UFC überarbeitet die USADA-Regeln und erstellt eine Liste mit zertifizierten Ergänzungen ohne Sanktionen

UFC überarbeitet die USADA-Regeln und erstellt eine Liste mit zertifizierten Ergänzungen ohne Sanktionen

Es sieht so aus, als die UFC kürzlich erklärte, dass Drogentest-Zar Jeff Novitzky „metaphorisch“ über eine neue Politik des „Ausstiegs aus dem Gefängnis“ sprach, was sie wirklich „wörtlich“ meinten.

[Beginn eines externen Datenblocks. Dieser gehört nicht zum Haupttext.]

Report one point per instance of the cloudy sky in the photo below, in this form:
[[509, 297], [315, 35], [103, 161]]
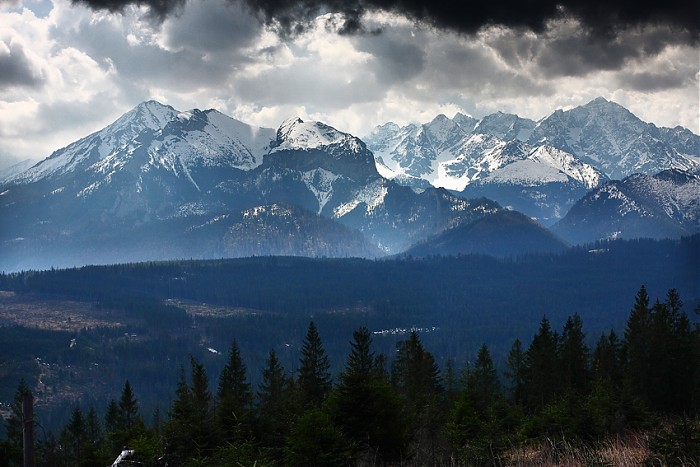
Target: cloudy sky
[[68, 68]]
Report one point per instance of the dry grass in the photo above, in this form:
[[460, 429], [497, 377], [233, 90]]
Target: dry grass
[[630, 450]]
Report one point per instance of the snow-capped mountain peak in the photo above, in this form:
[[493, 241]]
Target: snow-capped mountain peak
[[295, 133]]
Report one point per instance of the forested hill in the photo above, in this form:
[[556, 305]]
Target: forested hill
[[76, 335], [473, 296]]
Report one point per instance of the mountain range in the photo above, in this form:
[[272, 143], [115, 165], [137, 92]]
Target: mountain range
[[540, 168], [162, 184]]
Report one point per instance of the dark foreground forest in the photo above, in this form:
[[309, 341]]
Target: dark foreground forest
[[462, 361], [630, 399]]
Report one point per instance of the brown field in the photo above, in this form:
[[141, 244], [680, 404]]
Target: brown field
[[53, 314]]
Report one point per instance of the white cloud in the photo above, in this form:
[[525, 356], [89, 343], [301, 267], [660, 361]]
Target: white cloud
[[75, 70]]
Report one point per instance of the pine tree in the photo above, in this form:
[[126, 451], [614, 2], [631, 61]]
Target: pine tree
[[414, 373], [11, 447], [515, 372], [365, 405], [482, 380], [314, 378], [129, 410], [637, 345], [275, 406], [191, 418], [574, 357], [606, 367], [94, 445], [234, 398], [73, 437], [541, 368]]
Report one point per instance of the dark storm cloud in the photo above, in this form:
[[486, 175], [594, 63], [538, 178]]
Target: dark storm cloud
[[16, 69], [652, 82], [600, 17], [158, 8]]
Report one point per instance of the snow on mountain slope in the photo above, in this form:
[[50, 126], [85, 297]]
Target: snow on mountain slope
[[148, 115], [615, 141], [210, 139], [487, 159], [171, 140], [665, 205], [603, 136], [505, 126], [296, 134]]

Die UFC hatte versucht, eine von der National Sanitation Foundation (NSF) zertifizierte Liste von Nahrungsergänzungsmitteln zu erstellen, unter der Athleten „eine stark reduzierte Sanktion erhalten könnten“, wenn sie positiv auf ein verschmutztes Nahrungsergänzungsmittel getestet wurden, das Teil der Liste war. Die USADA-Website hat jedoch kürzlich eine Reihe von Aktualisierungen der Richtlinien für UFC-Drogentests angekündigt. Darin ist die Erstellung einer Liste von „zertifizierten Nahrungsergänzungsmitteln“ enthalten, die für Athleten keine Sanktion bedeuten, wenn sie einen Drogentest nicht bestehen der Verwendung eines dieser aufgeführten Ergänzungen.

In einer Zusammenfassung der auf der USADA-Website aufgeführten Änderungen der UFC-Richtlinie stellt die Drogentestorganisation Folgendes fest:

Ohne Einschränkung anderer Nachweismethoden kann u Athlet soll tragen Kein Fehler oder Nachlässigkeit in einem Einzelfall, in dem die Athlet, durch Klar und überzeugend Beweise zeigen, dass die Ursache der Unerwünschter analytischer Befund war wegen a (i) Kontaminiertes Produkt oder (ii) Zertifizierte Ergänzung. In diesem Fall liegt kein Verstoß gegen die Anti-Doping-Richtlinie vor Unerwünschter analytischer Befund und der Athlet wird nicht erlaubt sein, in einem zu konkurrieren Kampf bis, basierend auf Follow-up-Tests, die Verbotene Substanz ist in der nicht mehr vorhanden Athletenproben (oder unter dem zutreffenden Entscheidungskonzentrationsstufe für solch Verbotene Substanz(falls vorhanden) oder kein nennenswerter Leistungsvorteil wird durch das Vorhandensein des Stoffes erzielt.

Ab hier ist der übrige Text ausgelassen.